How can this be? One theory, known as the Bradley Effect, is an explanation for observed discrepancies between voter opinion polls and election outcomes in some political campaigns when a white candidate and a non-white candidate run against each other. Named for Tom Bradley, an African-American who lost the 1982 California governor’s race despite being ahead in some voter polls, the Bradley effect refers to an alleged tendency on the part of some voters to tell pollsters that they are undecided or likely to vote for a black candidate, and yet, on election day, vote for his/her white opponent.

Another theory is that the polling groups are slanting the polled base. An examination of the recent IBD/TIPP poll shows more people were chosen in the Northeast, than any other area and more urban than suburban or rural by a 60% to 30% margin (I can at least understand this since there are more voters in urban areas than others.)

The bias here is the selection of sampling is from the predominately Blue/Liberal areas of the country.
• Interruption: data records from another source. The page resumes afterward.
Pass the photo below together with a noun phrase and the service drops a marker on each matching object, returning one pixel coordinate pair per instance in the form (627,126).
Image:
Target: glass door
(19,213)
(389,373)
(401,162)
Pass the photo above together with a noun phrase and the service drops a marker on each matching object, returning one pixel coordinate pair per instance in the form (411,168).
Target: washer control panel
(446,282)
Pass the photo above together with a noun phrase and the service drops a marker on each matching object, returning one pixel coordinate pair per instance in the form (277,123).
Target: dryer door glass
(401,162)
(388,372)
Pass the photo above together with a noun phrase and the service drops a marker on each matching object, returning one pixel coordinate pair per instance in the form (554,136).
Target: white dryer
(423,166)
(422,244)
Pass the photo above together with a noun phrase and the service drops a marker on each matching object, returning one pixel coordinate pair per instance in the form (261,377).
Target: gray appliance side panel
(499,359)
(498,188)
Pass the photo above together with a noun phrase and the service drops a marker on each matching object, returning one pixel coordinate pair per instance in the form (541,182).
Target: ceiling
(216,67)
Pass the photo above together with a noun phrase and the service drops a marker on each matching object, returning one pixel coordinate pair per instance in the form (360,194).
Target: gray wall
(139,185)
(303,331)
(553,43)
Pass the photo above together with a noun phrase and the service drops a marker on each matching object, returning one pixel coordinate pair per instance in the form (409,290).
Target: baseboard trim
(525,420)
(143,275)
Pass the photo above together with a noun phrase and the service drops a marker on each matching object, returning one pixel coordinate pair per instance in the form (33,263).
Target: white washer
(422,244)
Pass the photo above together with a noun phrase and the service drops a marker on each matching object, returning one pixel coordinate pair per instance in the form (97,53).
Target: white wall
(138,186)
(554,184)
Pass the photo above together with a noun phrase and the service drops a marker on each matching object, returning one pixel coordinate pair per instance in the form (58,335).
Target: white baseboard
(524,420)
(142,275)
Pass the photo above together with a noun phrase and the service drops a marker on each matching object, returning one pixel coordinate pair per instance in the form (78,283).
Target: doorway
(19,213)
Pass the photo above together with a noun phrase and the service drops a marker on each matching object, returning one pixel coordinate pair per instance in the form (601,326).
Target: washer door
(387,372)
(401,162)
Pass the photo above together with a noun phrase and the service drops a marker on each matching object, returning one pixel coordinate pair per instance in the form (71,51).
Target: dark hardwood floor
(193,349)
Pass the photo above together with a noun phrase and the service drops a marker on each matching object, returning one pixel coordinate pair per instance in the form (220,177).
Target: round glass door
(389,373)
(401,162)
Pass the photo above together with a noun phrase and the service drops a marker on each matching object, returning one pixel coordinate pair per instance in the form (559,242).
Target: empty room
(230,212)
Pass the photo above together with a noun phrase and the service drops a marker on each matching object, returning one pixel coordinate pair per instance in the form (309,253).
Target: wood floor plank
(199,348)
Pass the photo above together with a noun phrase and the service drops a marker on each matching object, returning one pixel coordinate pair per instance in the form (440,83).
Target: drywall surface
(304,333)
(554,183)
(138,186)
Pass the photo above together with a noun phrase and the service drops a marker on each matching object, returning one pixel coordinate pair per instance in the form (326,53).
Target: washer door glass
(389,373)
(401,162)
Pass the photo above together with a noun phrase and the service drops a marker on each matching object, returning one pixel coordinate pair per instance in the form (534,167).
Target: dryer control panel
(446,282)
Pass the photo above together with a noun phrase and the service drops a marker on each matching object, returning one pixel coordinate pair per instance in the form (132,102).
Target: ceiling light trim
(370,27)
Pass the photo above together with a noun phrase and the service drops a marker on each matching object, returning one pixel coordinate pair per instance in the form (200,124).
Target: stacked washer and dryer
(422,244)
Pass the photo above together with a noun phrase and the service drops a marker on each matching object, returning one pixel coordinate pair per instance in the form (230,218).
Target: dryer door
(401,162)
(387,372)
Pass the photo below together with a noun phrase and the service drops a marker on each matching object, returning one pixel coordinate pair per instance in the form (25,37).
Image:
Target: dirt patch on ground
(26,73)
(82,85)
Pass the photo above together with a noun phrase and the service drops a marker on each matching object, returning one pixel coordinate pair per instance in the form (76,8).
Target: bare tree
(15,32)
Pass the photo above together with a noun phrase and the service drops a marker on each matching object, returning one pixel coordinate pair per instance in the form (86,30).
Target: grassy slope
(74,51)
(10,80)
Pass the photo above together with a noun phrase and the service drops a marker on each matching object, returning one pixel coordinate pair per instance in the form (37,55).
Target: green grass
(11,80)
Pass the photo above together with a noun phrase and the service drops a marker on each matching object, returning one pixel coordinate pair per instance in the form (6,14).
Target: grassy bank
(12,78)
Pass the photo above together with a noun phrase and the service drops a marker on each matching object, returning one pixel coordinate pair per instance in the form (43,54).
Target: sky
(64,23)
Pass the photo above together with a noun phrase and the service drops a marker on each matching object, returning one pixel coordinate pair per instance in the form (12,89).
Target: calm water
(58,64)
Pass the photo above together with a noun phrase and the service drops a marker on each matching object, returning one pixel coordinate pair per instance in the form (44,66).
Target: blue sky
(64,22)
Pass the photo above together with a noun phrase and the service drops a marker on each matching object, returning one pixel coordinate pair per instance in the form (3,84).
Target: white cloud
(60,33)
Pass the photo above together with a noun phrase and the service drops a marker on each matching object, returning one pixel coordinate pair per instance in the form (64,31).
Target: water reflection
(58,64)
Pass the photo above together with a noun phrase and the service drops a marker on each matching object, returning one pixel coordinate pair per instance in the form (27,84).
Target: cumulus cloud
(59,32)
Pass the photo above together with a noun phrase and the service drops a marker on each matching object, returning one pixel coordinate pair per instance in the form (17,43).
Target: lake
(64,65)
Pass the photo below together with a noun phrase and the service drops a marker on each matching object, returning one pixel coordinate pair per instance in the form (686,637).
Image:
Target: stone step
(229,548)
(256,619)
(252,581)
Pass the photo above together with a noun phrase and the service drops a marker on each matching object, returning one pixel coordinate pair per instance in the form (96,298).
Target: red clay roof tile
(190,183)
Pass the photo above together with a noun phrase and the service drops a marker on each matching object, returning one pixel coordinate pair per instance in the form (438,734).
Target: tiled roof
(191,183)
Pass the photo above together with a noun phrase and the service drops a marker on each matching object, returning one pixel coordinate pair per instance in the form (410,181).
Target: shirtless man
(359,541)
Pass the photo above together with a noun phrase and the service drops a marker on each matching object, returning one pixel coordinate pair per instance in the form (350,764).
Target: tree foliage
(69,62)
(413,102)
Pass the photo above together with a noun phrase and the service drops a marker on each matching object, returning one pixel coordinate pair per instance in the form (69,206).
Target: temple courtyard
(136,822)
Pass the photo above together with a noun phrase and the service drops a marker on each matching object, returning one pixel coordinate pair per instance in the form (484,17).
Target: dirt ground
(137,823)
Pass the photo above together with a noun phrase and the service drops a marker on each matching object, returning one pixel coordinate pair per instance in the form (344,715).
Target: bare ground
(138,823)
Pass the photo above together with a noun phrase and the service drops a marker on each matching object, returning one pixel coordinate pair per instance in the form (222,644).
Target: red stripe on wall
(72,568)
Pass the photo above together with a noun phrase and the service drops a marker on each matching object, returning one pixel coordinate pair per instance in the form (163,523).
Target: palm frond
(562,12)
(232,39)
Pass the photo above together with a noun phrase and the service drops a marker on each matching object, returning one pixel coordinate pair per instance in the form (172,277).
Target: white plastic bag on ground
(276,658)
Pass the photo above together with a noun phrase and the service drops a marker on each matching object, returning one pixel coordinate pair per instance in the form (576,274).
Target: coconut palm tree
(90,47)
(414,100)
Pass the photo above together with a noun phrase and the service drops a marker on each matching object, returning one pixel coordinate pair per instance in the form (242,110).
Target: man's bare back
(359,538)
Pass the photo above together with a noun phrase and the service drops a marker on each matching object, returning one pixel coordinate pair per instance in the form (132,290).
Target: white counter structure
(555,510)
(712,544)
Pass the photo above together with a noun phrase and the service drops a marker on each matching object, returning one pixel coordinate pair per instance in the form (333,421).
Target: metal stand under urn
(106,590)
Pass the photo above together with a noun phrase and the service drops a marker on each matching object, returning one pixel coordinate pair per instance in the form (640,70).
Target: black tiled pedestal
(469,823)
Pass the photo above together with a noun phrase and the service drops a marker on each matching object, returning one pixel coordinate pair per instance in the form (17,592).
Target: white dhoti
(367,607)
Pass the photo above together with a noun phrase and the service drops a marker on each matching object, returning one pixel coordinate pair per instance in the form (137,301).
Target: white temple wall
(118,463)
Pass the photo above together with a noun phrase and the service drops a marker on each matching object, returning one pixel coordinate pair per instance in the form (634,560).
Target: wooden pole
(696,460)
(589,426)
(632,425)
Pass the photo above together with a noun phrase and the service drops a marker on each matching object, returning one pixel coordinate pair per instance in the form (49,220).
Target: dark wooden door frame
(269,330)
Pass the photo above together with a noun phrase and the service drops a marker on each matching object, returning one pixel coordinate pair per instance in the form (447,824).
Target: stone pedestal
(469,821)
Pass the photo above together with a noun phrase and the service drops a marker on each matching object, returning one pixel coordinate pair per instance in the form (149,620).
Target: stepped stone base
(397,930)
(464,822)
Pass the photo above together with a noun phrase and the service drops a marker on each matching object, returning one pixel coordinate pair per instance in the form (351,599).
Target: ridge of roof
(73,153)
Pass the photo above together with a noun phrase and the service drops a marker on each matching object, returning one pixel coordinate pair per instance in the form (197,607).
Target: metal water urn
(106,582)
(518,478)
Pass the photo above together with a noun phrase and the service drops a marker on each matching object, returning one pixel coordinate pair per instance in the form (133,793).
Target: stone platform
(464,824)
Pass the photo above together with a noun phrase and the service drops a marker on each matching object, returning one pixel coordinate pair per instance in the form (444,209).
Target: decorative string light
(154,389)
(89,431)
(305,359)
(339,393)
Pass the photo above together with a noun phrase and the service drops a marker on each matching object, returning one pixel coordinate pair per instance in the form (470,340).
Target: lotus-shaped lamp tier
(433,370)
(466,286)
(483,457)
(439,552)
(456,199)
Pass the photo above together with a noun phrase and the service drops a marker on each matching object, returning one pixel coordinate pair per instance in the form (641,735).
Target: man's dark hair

This item from the Rasmussen Report indicates more Democrats were selected than Republicans. Fifty-two percent (52%) of persuadables are unaffiliated with either major political party. Thirty percent (30%) are Democrats and 18% Republican.” Assuming that the “unaffiliated” respondents were equitably chosen, the distribution would still tilt towards more Democrats than Republicans.

In summary, Michael Barone, in an editorial for the Wall Street Journal titled, “Are the Polls Accurate?” provides a number of opinions why the current polling may be inaccurate. My opinion, however, is that most Republicans and Conservatives refuse to respond to polls leaving the polling agencies with a tainted pool with the resulting slanted report.

Be that as it may, we’ll all learn the truth of the polls the evening of November 4, 2008.